Священник убеждает стражников, что Дон Кихот поврежден в уме, платит цирюльнику за таз, и ссоры наконец прекращаются. Дон Кихот, не отказавшийся от своего намерения освободить Доротею от «великана», обрушивается на Санчо, который, увидев, что дон Фернандо тайком поцеловал Доротею, говорит Дон Кихоту, что она никакая не королева. Выступающий в роли миротворца дон Фернандо заявляет, что увиденное Санчо было дьявольским наваждением, чему Дон Кихот охотно верит. Королева Микомикона благосклонно соглашается принять предложенные ей услуги, однако в конце концов священник и цирюльник решают отвезти Дон Кихота домой, не затрудняя дона Фернандо и его невесту.
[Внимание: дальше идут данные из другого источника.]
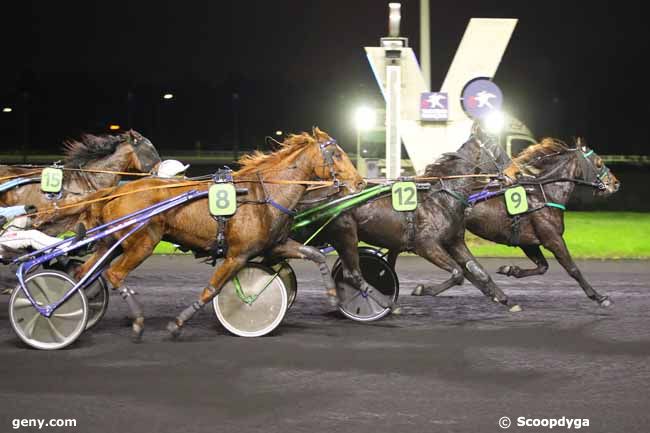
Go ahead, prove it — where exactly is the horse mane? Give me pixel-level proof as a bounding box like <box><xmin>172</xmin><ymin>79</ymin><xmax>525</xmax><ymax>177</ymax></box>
<box><xmin>235</xmin><ymin>132</ymin><xmax>316</xmax><ymax>176</ymax></box>
<box><xmin>504</xmin><ymin>137</ymin><xmax>574</xmax><ymax>177</ymax></box>
<box><xmin>422</xmin><ymin>153</ymin><xmax>462</xmax><ymax>177</ymax></box>
<box><xmin>63</xmin><ymin>133</ymin><xmax>126</xmax><ymax>167</ymax></box>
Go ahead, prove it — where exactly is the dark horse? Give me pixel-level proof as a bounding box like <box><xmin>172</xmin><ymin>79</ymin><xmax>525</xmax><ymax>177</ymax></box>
<box><xmin>454</xmin><ymin>138</ymin><xmax>620</xmax><ymax>306</ymax></box>
<box><xmin>294</xmin><ymin>134</ymin><xmax>522</xmax><ymax>312</ymax></box>
<box><xmin>0</xmin><ymin>130</ymin><xmax>160</xmax><ymax>234</ymax></box>
<box><xmin>379</xmin><ymin>137</ymin><xmax>620</xmax><ymax>307</ymax></box>
<box><xmin>36</xmin><ymin>128</ymin><xmax>364</xmax><ymax>340</ymax></box>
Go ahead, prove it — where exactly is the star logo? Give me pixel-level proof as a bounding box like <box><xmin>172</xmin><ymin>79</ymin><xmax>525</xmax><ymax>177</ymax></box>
<box><xmin>426</xmin><ymin>93</ymin><xmax>446</xmax><ymax>109</ymax></box>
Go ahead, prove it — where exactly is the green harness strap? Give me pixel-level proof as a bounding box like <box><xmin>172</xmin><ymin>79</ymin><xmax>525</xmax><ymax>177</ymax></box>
<box><xmin>443</xmin><ymin>189</ymin><xmax>470</xmax><ymax>207</ymax></box>
<box><xmin>292</xmin><ymin>184</ymin><xmax>392</xmax><ymax>230</ymax></box>
<box><xmin>545</xmin><ymin>202</ymin><xmax>566</xmax><ymax>210</ymax></box>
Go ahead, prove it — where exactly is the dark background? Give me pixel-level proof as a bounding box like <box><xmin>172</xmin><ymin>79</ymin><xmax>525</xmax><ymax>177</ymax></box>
<box><xmin>0</xmin><ymin>0</ymin><xmax>646</xmax><ymax>156</ymax></box>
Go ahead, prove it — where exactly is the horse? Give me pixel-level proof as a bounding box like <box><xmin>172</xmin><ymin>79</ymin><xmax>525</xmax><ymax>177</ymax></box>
<box><xmin>35</xmin><ymin>128</ymin><xmax>365</xmax><ymax>341</ymax></box>
<box><xmin>0</xmin><ymin>130</ymin><xmax>161</xmax><ymax>234</ymax></box>
<box><xmin>376</xmin><ymin>137</ymin><xmax>620</xmax><ymax>307</ymax></box>
<box><xmin>445</xmin><ymin>137</ymin><xmax>620</xmax><ymax>306</ymax></box>
<box><xmin>293</xmin><ymin>134</ymin><xmax>522</xmax><ymax>313</ymax></box>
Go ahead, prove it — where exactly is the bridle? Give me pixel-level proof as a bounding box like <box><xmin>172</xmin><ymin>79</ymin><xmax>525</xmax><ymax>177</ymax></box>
<box><xmin>124</xmin><ymin>132</ymin><xmax>160</xmax><ymax>173</ymax></box>
<box><xmin>578</xmin><ymin>148</ymin><xmax>610</xmax><ymax>191</ymax></box>
<box><xmin>316</xmin><ymin>138</ymin><xmax>342</xmax><ymax>188</ymax></box>
<box><xmin>436</xmin><ymin>136</ymin><xmax>500</xmax><ymax>176</ymax></box>
<box><xmin>517</xmin><ymin>147</ymin><xmax>612</xmax><ymax>191</ymax></box>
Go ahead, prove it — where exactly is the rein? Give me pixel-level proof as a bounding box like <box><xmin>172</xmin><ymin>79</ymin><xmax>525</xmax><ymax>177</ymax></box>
<box><xmin>0</xmin><ymin>166</ymin><xmax>154</xmax><ymax>184</ymax></box>
<box><xmin>25</xmin><ymin>176</ymin><xmax>342</xmax><ymax>219</ymax></box>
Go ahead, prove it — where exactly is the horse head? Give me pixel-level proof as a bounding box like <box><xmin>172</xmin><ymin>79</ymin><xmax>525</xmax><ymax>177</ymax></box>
<box><xmin>63</xmin><ymin>130</ymin><xmax>161</xmax><ymax>174</ymax></box>
<box><xmin>505</xmin><ymin>138</ymin><xmax>620</xmax><ymax>196</ymax></box>
<box><xmin>307</xmin><ymin>127</ymin><xmax>365</xmax><ymax>194</ymax></box>
<box><xmin>121</xmin><ymin>130</ymin><xmax>161</xmax><ymax>173</ymax></box>
<box><xmin>427</xmin><ymin>135</ymin><xmax>495</xmax><ymax>178</ymax></box>
<box><xmin>574</xmin><ymin>138</ymin><xmax>620</xmax><ymax>196</ymax></box>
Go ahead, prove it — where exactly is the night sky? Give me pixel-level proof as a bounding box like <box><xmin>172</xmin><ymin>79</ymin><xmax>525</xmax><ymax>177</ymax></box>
<box><xmin>0</xmin><ymin>0</ymin><xmax>646</xmax><ymax>156</ymax></box>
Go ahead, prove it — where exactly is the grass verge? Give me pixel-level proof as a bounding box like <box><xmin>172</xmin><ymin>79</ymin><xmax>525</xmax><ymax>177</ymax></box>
<box><xmin>152</xmin><ymin>212</ymin><xmax>650</xmax><ymax>259</ymax></box>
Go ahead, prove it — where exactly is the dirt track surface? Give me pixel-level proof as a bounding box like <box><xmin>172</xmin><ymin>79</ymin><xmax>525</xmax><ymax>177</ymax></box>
<box><xmin>1</xmin><ymin>256</ymin><xmax>649</xmax><ymax>433</ymax></box>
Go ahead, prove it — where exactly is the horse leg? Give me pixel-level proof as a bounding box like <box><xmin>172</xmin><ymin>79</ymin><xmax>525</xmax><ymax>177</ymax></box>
<box><xmin>448</xmin><ymin>239</ymin><xmax>522</xmax><ymax>312</ymax></box>
<box><xmin>497</xmin><ymin>245</ymin><xmax>549</xmax><ymax>278</ymax></box>
<box><xmin>327</xmin><ymin>227</ymin><xmax>401</xmax><ymax>312</ymax></box>
<box><xmin>386</xmin><ymin>250</ymin><xmax>399</xmax><ymax>269</ymax></box>
<box><xmin>411</xmin><ymin>244</ymin><xmax>465</xmax><ymax>297</ymax></box>
<box><xmin>542</xmin><ymin>234</ymin><xmax>611</xmax><ymax>307</ymax></box>
<box><xmin>267</xmin><ymin>238</ymin><xmax>341</xmax><ymax>307</ymax></box>
<box><xmin>167</xmin><ymin>254</ymin><xmax>248</xmax><ymax>338</ymax></box>
<box><xmin>76</xmin><ymin>241</ymin><xmax>110</xmax><ymax>279</ymax></box>
<box><xmin>103</xmin><ymin>231</ymin><xmax>159</xmax><ymax>341</ymax></box>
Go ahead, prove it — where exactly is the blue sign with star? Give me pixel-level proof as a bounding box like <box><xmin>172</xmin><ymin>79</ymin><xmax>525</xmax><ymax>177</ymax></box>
<box><xmin>461</xmin><ymin>78</ymin><xmax>503</xmax><ymax>119</ymax></box>
<box><xmin>420</xmin><ymin>92</ymin><xmax>448</xmax><ymax>121</ymax></box>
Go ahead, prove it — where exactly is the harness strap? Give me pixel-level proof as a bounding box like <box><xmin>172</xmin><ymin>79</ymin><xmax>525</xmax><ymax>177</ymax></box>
<box><xmin>442</xmin><ymin>189</ymin><xmax>470</xmax><ymax>207</ymax></box>
<box><xmin>267</xmin><ymin>199</ymin><xmax>297</xmax><ymax>216</ymax></box>
<box><xmin>509</xmin><ymin>215</ymin><xmax>521</xmax><ymax>246</ymax></box>
<box><xmin>256</xmin><ymin>172</ymin><xmax>297</xmax><ymax>217</ymax></box>
<box><xmin>405</xmin><ymin>211</ymin><xmax>417</xmax><ymax>251</ymax></box>
<box><xmin>206</xmin><ymin>216</ymin><xmax>229</xmax><ymax>265</ymax></box>
<box><xmin>545</xmin><ymin>202</ymin><xmax>566</xmax><ymax>210</ymax></box>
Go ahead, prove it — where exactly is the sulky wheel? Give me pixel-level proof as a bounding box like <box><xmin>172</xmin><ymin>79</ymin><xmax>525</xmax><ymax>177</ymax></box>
<box><xmin>82</xmin><ymin>276</ymin><xmax>109</xmax><ymax>330</ymax></box>
<box><xmin>9</xmin><ymin>270</ymin><xmax>89</xmax><ymax>350</ymax></box>
<box><xmin>270</xmin><ymin>262</ymin><xmax>298</xmax><ymax>310</ymax></box>
<box><xmin>213</xmin><ymin>263</ymin><xmax>288</xmax><ymax>337</ymax></box>
<box><xmin>332</xmin><ymin>248</ymin><xmax>400</xmax><ymax>322</ymax></box>
<box><xmin>51</xmin><ymin>258</ymin><xmax>110</xmax><ymax>330</ymax></box>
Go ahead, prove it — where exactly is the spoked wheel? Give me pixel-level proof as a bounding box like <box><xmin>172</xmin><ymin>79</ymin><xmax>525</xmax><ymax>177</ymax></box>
<box><xmin>332</xmin><ymin>248</ymin><xmax>400</xmax><ymax>322</ymax></box>
<box><xmin>213</xmin><ymin>263</ymin><xmax>288</xmax><ymax>337</ymax></box>
<box><xmin>271</xmin><ymin>262</ymin><xmax>297</xmax><ymax>309</ymax></box>
<box><xmin>9</xmin><ymin>270</ymin><xmax>88</xmax><ymax>350</ymax></box>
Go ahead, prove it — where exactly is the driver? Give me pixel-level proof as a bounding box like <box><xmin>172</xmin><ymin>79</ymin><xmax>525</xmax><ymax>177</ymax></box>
<box><xmin>0</xmin><ymin>205</ymin><xmax>62</xmax><ymax>263</ymax></box>
<box><xmin>155</xmin><ymin>160</ymin><xmax>190</xmax><ymax>179</ymax></box>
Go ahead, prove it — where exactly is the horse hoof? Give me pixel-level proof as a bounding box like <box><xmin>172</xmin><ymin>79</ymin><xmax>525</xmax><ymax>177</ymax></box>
<box><xmin>598</xmin><ymin>297</ymin><xmax>612</xmax><ymax>308</ymax></box>
<box><xmin>167</xmin><ymin>321</ymin><xmax>183</xmax><ymax>339</ymax></box>
<box><xmin>325</xmin><ymin>288</ymin><xmax>340</xmax><ymax>307</ymax></box>
<box><xmin>131</xmin><ymin>326</ymin><xmax>144</xmax><ymax>343</ymax></box>
<box><xmin>509</xmin><ymin>304</ymin><xmax>523</xmax><ymax>313</ymax></box>
<box><xmin>411</xmin><ymin>285</ymin><xmax>423</xmax><ymax>296</ymax></box>
<box><xmin>390</xmin><ymin>304</ymin><xmax>402</xmax><ymax>315</ymax></box>
<box><xmin>496</xmin><ymin>265</ymin><xmax>511</xmax><ymax>275</ymax></box>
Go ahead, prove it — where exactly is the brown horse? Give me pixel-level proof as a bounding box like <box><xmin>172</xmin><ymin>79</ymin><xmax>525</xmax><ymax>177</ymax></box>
<box><xmin>37</xmin><ymin>128</ymin><xmax>364</xmax><ymax>340</ymax></box>
<box><xmin>1</xmin><ymin>130</ymin><xmax>160</xmax><ymax>234</ymax></box>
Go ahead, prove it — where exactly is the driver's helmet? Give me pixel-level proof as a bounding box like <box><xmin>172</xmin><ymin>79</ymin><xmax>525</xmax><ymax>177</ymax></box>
<box><xmin>156</xmin><ymin>160</ymin><xmax>190</xmax><ymax>178</ymax></box>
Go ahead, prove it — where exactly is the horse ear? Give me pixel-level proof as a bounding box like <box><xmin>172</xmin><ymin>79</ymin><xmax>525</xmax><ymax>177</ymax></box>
<box><xmin>312</xmin><ymin>126</ymin><xmax>325</xmax><ymax>140</ymax></box>
<box><xmin>576</xmin><ymin>137</ymin><xmax>587</xmax><ymax>151</ymax></box>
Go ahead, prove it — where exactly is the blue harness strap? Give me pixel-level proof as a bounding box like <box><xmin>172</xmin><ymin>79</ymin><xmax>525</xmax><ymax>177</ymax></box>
<box><xmin>0</xmin><ymin>178</ymin><xmax>39</xmax><ymax>193</ymax></box>
<box><xmin>267</xmin><ymin>199</ymin><xmax>297</xmax><ymax>216</ymax></box>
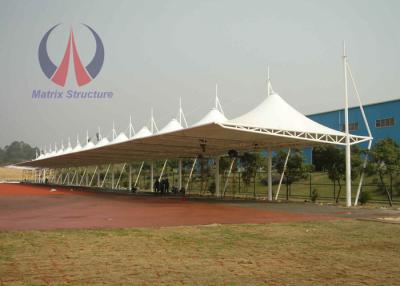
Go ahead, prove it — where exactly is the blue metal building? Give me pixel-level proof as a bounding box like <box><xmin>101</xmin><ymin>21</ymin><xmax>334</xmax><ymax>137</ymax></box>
<box><xmin>304</xmin><ymin>99</ymin><xmax>400</xmax><ymax>163</ymax></box>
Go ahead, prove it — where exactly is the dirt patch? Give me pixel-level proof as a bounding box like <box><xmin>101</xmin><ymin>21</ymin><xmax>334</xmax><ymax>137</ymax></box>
<box><xmin>0</xmin><ymin>183</ymin><xmax>339</xmax><ymax>230</ymax></box>
<box><xmin>0</xmin><ymin>183</ymin><xmax>74</xmax><ymax>196</ymax></box>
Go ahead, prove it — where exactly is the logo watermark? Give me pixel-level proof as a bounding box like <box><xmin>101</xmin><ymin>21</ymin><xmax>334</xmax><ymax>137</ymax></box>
<box><xmin>34</xmin><ymin>24</ymin><xmax>113</xmax><ymax>99</ymax></box>
<box><xmin>32</xmin><ymin>89</ymin><xmax>113</xmax><ymax>99</ymax></box>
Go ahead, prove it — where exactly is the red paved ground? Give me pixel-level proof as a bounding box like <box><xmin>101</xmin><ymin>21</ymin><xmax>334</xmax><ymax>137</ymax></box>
<box><xmin>0</xmin><ymin>183</ymin><xmax>339</xmax><ymax>230</ymax></box>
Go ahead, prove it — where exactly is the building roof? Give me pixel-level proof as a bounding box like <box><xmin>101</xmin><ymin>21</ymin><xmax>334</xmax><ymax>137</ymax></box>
<box><xmin>307</xmin><ymin>98</ymin><xmax>400</xmax><ymax>117</ymax></box>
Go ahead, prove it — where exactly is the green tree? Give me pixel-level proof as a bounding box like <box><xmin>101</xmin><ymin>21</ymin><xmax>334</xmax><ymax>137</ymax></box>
<box><xmin>366</xmin><ymin>138</ymin><xmax>400</xmax><ymax>206</ymax></box>
<box><xmin>219</xmin><ymin>156</ymin><xmax>231</xmax><ymax>173</ymax></box>
<box><xmin>274</xmin><ymin>148</ymin><xmax>311</xmax><ymax>199</ymax></box>
<box><xmin>2</xmin><ymin>141</ymin><xmax>38</xmax><ymax>164</ymax></box>
<box><xmin>313</xmin><ymin>145</ymin><xmax>362</xmax><ymax>203</ymax></box>
<box><xmin>0</xmin><ymin>148</ymin><xmax>5</xmax><ymax>163</ymax></box>
<box><xmin>167</xmin><ymin>160</ymin><xmax>178</xmax><ymax>170</ymax></box>
<box><xmin>199</xmin><ymin>157</ymin><xmax>212</xmax><ymax>194</ymax></box>
<box><xmin>240</xmin><ymin>152</ymin><xmax>265</xmax><ymax>197</ymax></box>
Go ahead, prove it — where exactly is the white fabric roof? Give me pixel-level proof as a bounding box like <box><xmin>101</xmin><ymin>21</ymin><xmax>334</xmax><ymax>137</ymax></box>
<box><xmin>47</xmin><ymin>150</ymin><xmax>56</xmax><ymax>157</ymax></box>
<box><xmin>193</xmin><ymin>108</ymin><xmax>227</xmax><ymax>126</ymax></box>
<box><xmin>133</xmin><ymin>126</ymin><xmax>153</xmax><ymax>139</ymax></box>
<box><xmin>96</xmin><ymin>137</ymin><xmax>110</xmax><ymax>147</ymax></box>
<box><xmin>227</xmin><ymin>93</ymin><xmax>343</xmax><ymax>136</ymax></box>
<box><xmin>64</xmin><ymin>146</ymin><xmax>72</xmax><ymax>154</ymax></box>
<box><xmin>82</xmin><ymin>141</ymin><xmax>95</xmax><ymax>150</ymax></box>
<box><xmin>18</xmin><ymin>90</ymin><xmax>372</xmax><ymax>168</ymax></box>
<box><xmin>113</xmin><ymin>132</ymin><xmax>128</xmax><ymax>143</ymax></box>
<box><xmin>158</xmin><ymin>119</ymin><xmax>183</xmax><ymax>134</ymax></box>
<box><xmin>72</xmin><ymin>143</ymin><xmax>82</xmax><ymax>152</ymax></box>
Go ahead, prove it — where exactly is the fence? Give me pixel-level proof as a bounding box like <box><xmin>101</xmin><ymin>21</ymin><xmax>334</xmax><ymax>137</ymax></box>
<box><xmin>5</xmin><ymin>165</ymin><xmax>398</xmax><ymax>205</ymax></box>
<box><xmin>185</xmin><ymin>171</ymin><xmax>398</xmax><ymax>205</ymax></box>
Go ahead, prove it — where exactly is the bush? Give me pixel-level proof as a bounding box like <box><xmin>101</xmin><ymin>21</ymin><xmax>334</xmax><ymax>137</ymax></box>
<box><xmin>393</xmin><ymin>179</ymin><xmax>400</xmax><ymax>196</ymax></box>
<box><xmin>311</xmin><ymin>188</ymin><xmax>319</xmax><ymax>203</ymax></box>
<box><xmin>260</xmin><ymin>175</ymin><xmax>280</xmax><ymax>186</ymax></box>
<box><xmin>208</xmin><ymin>182</ymin><xmax>216</xmax><ymax>194</ymax></box>
<box><xmin>359</xmin><ymin>191</ymin><xmax>372</xmax><ymax>205</ymax></box>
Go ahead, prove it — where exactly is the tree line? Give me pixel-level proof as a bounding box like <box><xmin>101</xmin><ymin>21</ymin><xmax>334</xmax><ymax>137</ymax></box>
<box><xmin>196</xmin><ymin>137</ymin><xmax>399</xmax><ymax>205</ymax></box>
<box><xmin>0</xmin><ymin>141</ymin><xmax>38</xmax><ymax>165</ymax></box>
<box><xmin>274</xmin><ymin>138</ymin><xmax>400</xmax><ymax>205</ymax></box>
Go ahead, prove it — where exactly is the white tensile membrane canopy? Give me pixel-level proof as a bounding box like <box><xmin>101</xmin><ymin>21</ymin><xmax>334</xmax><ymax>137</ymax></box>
<box><xmin>192</xmin><ymin>107</ymin><xmax>227</xmax><ymax>127</ymax></box>
<box><xmin>17</xmin><ymin>80</ymin><xmax>371</xmax><ymax>169</ymax></box>
<box><xmin>158</xmin><ymin>119</ymin><xmax>183</xmax><ymax>134</ymax></box>
<box><xmin>96</xmin><ymin>137</ymin><xmax>110</xmax><ymax>147</ymax></box>
<box><xmin>193</xmin><ymin>92</ymin><xmax>227</xmax><ymax>127</ymax></box>
<box><xmin>82</xmin><ymin>141</ymin><xmax>95</xmax><ymax>150</ymax></box>
<box><xmin>72</xmin><ymin>143</ymin><xmax>82</xmax><ymax>152</ymax></box>
<box><xmin>133</xmin><ymin>126</ymin><xmax>152</xmax><ymax>139</ymax></box>
<box><xmin>113</xmin><ymin>132</ymin><xmax>128</xmax><ymax>143</ymax></box>
<box><xmin>226</xmin><ymin>93</ymin><xmax>343</xmax><ymax>136</ymax></box>
<box><xmin>64</xmin><ymin>144</ymin><xmax>72</xmax><ymax>154</ymax></box>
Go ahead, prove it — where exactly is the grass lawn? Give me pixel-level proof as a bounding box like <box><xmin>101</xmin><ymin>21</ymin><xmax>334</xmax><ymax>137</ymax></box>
<box><xmin>185</xmin><ymin>171</ymin><xmax>398</xmax><ymax>204</ymax></box>
<box><xmin>0</xmin><ymin>167</ymin><xmax>23</xmax><ymax>182</ymax></box>
<box><xmin>1</xmin><ymin>220</ymin><xmax>399</xmax><ymax>285</ymax></box>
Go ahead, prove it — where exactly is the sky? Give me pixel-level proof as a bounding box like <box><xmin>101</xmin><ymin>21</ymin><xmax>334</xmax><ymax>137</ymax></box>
<box><xmin>0</xmin><ymin>0</ymin><xmax>399</xmax><ymax>149</ymax></box>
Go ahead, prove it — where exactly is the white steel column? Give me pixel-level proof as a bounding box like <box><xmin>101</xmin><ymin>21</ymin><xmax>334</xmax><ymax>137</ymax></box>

Все постояльцы и хозяин, надев личины и переодевшись, «<…> приблизились к нему [Дон Кихоту] и, схватив его, крепко-накрепко связали ему руки и ноги, так что когда он в испуге проснулся, то не мог пошевелиться и только в недоумении и замешательстве смотрел на диковинные эти образины: и, сообразуясь с тем, что неутомимому и расстроенному его воображению рисовалось, он вообразил, что все это призраки из заколдованного замка и что он сам, вне всякого сомнения, заколдован, ибо не в состоянии ни двигаться, ни обороняться, — словом, все вышло так, как рассчитывал затеявший эту канитель священник». Дон Кихота сажают в клетку, и цирюльник загробным голосом изрекает предсказание о том, что заточение лишь ускорит воссоединение ламанчского льва с тобосской голубицей. «Дон Кихот цирюльниковым предсказанием утешился, ибо он живо и вполне постиг его смысл и вывел из него, что ему суждено сочетаться законным браком со своею возлюбленною Дульсинеей Тобосской и что плоды блаженного ее чрева, его сыновья, на веки вечные прославят Ламанчу».

ГЛАВА 47

Автору наконец удается избавиться от марионеток, которых он привел в движение в двадцать третьей главе. «Все обнялись и уговорились, что будут друг друга уведомлять о себе <…>». Никого не беспокоит судьба бедного Дон Кихота. Пока клетку с очарованным рыцарем везут по дороге, священник встречает каноника, и оба пускаются в пространные рассуждения о рыцарских романах как первопричине Дон-Кихотова умопомешательства, в ходе которых оба приходят к заключению, что эстетическое наслаждение несовместимо с небылицами и вздором. Это мнение, хотя и в более краткой форме, мы уже слышали от священника в главе с сожжением книг.

ГЛАВА 48

Каноник продолжает разглагольствовать о недостатках рыцарских романов, затем разговор переходит на глупые современные комедии. «<…> все или, во всяком случае, большинство современных комедий, основанных на вымысле, равно как и на событиях исторических, — гиль, и <…> в них нет ни складу, ни ладу, а между тем чернь смотрит их с удовольствием, одобряет их и признает за хорошие, хотя они отнюдь не заслуживают подобной оценки; авторы, которые их сочиняют, и актеры, которые их представляют, говорят, что иными они и не должны быть, ибо чернь любит-де их такими, каковы они есть, а те, в которых есть связь и в которых действие развивается, как того требует искусство, удовлетворяют, мол, двух-трех знатоков, всем же остальным их мастерство — не в коня корм <…>». Священник присоединяется к возмущению каноника, порицающего прегрешения против единства времени и действия в современных пьесах. «Я видел одну комедию, так там первое действие происходило в Европе, второе в Азии, третье в Африке, а будь в ней четыре действия, то четвертое уж верно происходило бы в Америке, и таким образом ни одна из четырех частей света не была бы забыта». Он за правду в литературе (как и Толстой). Священник критикует Лопе де Вега: «В доказательство [того, что пьесу никто не купит, если она не будет соответствовать определенным требованиям] можно сослаться на бесчисленное множество комедий одного нашего счастливейшего писателя, исполненных такого блеска и живости, столь изящным стихом написанных, содержащих в себе столь здравые рассуждения и столь глубокомысленные изречения, наконец самый слог которых до такой степени изыскан и высок, что слава о них идет по всему свету, и все же, из-за того, что автор желает угодить вкусам актеров, далеко не все, а только некоторые из них являют собою перл создания». Наконец он предлагает ввести тот вид цензуры, который ныне распространен в полицейских государствах и был впервые предложен Платоном.